I could not look at him. Then there came a sharp bang and clatter that swung me round to search its source. Postlethwaite was on his feet behind the trestle table, one hand clenching the lapel of his jacket in an orator’s pose, head flung back, eyes startled and staring. Overturned on the floor behind him lay his chair. His colleagues were slowly rising, dressing a line against the plaster wall. A ripple of uneasiness ran the length of the room; people shifted in their chairs, craned their necks, darted glances from the Confederates to the fiddler, who sensed something was wrong but could not divine what it was. Feeling himself losing his audience, he sang louder, sawed his fiddle harder, and grinned a wobbly, ingratiating smile. Postlethwaite was leading his men out in protest. With their canes held slanted across their chests, with the utmost gravitas they were moving through the other patrons, murmuring apologies whenever someone
had to shift a chair to clear a path for them, dignifying their displeasure with the utmost courtesy.

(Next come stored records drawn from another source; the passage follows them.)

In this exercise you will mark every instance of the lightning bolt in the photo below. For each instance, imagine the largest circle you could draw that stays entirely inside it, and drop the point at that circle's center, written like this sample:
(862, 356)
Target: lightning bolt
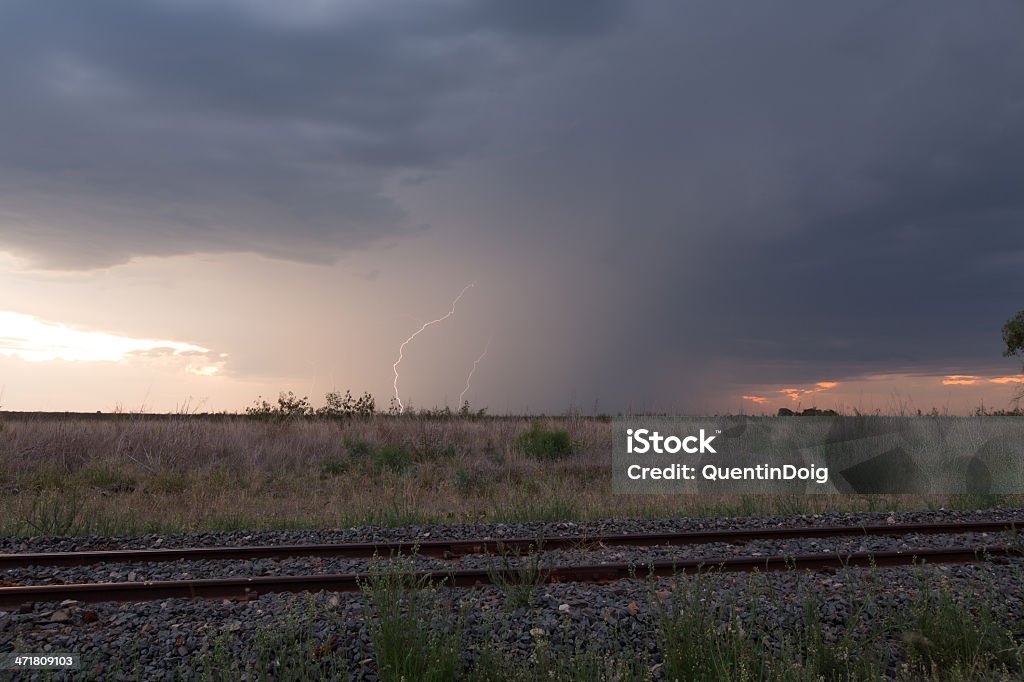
(401, 348)
(470, 377)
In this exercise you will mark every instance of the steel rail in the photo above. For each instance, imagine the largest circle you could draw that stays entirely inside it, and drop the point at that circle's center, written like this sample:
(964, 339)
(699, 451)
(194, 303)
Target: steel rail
(453, 549)
(249, 588)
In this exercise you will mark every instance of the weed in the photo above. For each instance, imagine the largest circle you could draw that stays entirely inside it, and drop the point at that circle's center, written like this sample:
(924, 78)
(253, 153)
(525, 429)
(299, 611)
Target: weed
(412, 638)
(334, 465)
(542, 443)
(394, 458)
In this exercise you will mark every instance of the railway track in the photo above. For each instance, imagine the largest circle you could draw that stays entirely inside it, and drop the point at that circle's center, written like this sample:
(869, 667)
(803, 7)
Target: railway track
(453, 549)
(248, 588)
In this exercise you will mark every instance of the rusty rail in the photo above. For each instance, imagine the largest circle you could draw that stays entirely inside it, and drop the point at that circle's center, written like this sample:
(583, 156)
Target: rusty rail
(452, 549)
(248, 588)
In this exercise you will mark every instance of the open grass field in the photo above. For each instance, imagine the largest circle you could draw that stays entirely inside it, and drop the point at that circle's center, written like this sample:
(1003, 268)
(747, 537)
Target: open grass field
(133, 474)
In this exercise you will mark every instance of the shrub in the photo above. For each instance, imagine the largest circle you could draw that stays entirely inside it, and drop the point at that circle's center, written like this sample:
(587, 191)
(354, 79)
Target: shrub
(346, 406)
(542, 443)
(333, 465)
(289, 405)
(395, 458)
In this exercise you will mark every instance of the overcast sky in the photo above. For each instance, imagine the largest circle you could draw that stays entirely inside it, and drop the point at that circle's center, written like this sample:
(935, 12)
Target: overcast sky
(663, 205)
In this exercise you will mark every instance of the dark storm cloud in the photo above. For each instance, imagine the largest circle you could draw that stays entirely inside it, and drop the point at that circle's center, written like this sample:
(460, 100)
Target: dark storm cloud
(154, 128)
(799, 193)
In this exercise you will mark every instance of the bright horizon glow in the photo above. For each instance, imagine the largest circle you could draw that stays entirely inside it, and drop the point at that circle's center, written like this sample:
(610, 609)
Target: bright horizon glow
(39, 341)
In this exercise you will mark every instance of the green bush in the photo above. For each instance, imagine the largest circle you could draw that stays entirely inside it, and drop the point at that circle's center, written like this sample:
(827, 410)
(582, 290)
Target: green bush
(394, 458)
(542, 443)
(333, 465)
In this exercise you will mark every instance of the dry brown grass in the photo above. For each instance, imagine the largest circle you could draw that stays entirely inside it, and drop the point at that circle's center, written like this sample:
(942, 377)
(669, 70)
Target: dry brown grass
(132, 474)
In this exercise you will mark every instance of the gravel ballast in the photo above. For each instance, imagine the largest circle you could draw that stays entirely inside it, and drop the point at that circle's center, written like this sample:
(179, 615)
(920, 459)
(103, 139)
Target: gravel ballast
(180, 639)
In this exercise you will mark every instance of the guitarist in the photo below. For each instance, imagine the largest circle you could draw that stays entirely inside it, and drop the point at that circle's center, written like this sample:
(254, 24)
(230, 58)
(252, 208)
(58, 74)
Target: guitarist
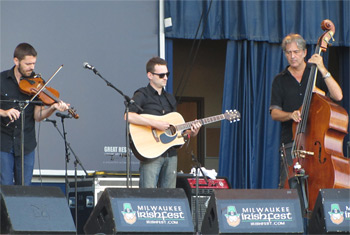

As they approached the door near which I was standing, I stepped aside to let them pass. At that very instant, I heard the violinist singing, “The stars above in Heaven now are looking kindly down.”
Perhaps Postlethwaite remembered what he could not bring himself to say to Madame Boisclair Stewart – his speech about the necessity of teaching the enemy a lesson. He veered away from the door. The other three shifted their shoulders and followed him, making for the fiddler, whose voice went even shriller with every step they made towards him. I suppose sheer terror kept him doing what he was doing, just as the mouse will keep nibbling on a seed as the snake glides towards it.
Only when the Confederates halted face to face with him did he finally stop, lift his bow from the strings, and timidly say, “Gentlemen?”
“You damned dirty dog,” said Postlethwaite quietly, and slashed his cane down on the little fellow’s collarbone. Then the others went at the man; walking sticks rose and fell, chopping him to his knees with meaty thuds and sharp cracks. Between the legs of his attackers, I glimpsed the musician’s lips, moving in a soundless, plaintive protest. A ring of bowed backs hid him from my sight and the beating went on. A walking stick snapped; the gold knob flew off, skittered across the floor, sizzling in the gas lamplight. I shouted something to them. Something about they must stop or they would kill him. As I did there came a shrieking of whistles, and nightstick-brandishing constables swept into the room.